In this particular case, one of your lines has a known slope and intercept (intercept 0, slope 1), so you don't fit some larger interaction model, you can just jointly test whether the other model is consistent with the population intercept and slope being 0 and 1 respectively.
This is a standard thing for a linear model.
It's slightly easier to regress y-x on x and in the second regression test for both intercept and slope being 0.

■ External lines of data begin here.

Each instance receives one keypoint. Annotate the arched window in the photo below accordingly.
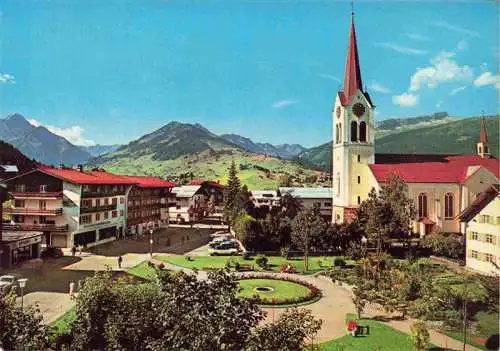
(362, 131)
(448, 206)
(422, 205)
(338, 184)
(354, 131)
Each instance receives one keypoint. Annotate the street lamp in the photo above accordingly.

The RSS for the reduced model is the sum of (y-x)^2. The RSS for the full model can be extracted from the anova of the linear regression and you can perform an F test, but if you're working in R you can do this kind of thing:
nullm <- lm((y-x)~0)
fullm <- lm((y-x)~x)
anova(nullm,fullm)
The model "nullm" is the LS model $y = 0 + 1 x + \varepsilon$
The model "fullm" is just the LS model with two parameters, but it has to have the same LHS as "nullm" to go into anova
, so it looks unconventional. The function anova
then calculates the F-test for the improvement of the full model over the null, which adds two parameters and reduces the residual sum of squares by the SS explained by the full model. This acts as a test of the null ($\text{H}_0: \alpha=\beta=0$) against the alternative that at least one of the two is not 0.
However, in this case, you can already see that the hypothesis is going to be rejected because the intercept is already very different from 0 (p=0.001), so there's probably no need to go through and do the whole thing, the result will be rejection at typical significance levels.